Scripting with rake

Rake is a great twist on traditional make (honestly, I never really liked Ant or NAnt). On the surface it looks more like make than Ant or Nant, but you can leverage the full syntax and standard library of Ruby (and there's no weird rules about tabs). As a .NET developer, albacore augments rake nicely with tasks for MSBuild (building Visual Studio projects and solutions), NUnit, ASP.NET precompiler, modifying your AssemblyInfo.cs (like for bumping the version number), and many more.

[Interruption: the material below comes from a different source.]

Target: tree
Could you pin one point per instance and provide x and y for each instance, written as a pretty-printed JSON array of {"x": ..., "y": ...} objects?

Since rake is just ruby code, you can do just about anything, but most file manipulation routines are even easier to write in rake, because most everything is already imported and ready to use. Unlike make, Ant, and Nant, you don't have to start a separate project just to develop tools to use in a rakefile, just write a ruby function!

Building dependencies first
A lot of people who aren't already familiar with build languages make some common mistakes. Among them, not using dependencies correctly. For instance, given a website solution that references framework

msbuild :framework do |msb|
  msb.solution = 'framework/src/framework.sln'
end

msbuild :website do |msb|
  msb.solution = 'src/website.sln'
end

task :default => [:framework, :website]

The default task is the task that's executed when you just type rake at the CLI. The reason this is terrible is that it's procedural and inflexible. Now, if I do rake website the build fails because framework hasn't been built yet. Instead, each task should specify what other tasks it directly relies on. This script should change to:

msbuild :framework do |msb|
msb.solution = 'framework/src/framework.sln'
end

msbuild :website => :framework do |msb|
msb.solution = 'src/website.sln'
end

task :default => :website

This way both rake and rake website work the same. This leverages rakes dependency framework that is at the core of all build languages.

Using file tasks
The other point that people often forget is that build languages are oriented around files. Make tasks were oriented around questions like "does this file need to be created?". This is where rakes file task comes in very handy. For instance, the above tasks can become

$framework_dll = 'framework/src/framework/bin/Debug/framework.dll'

file $framework_dll => :framework

$website_dll = 'website/bin/Debug/website.dll'

file $website_dll => :website

msbuild :framework do |msb|
msb.solution = 'framework/src/framework.sln'
end

msbuild :website => $framework_dll do |msb|
msb.solution = 'src/website.sln'
end

task :default => $website_dll

This makes it so that framework and website are only built if they aren't built already and won't be attempted unless they're missing.

Arbitrary scripting
Rake is a great platform for hosting arbitrary scripts that you might write to automate your development process. I have scripts to bump the assembly version and subsequently commit to git, deploy to our test server, and I plan to make tasks to interact with redmine via it's REST API (something certainly not possible in NAnt). Basically, any little task that I might write a script for (which is quite a bit) can be imported into the rakefile and mounted as a task (yes, ruby is very modular).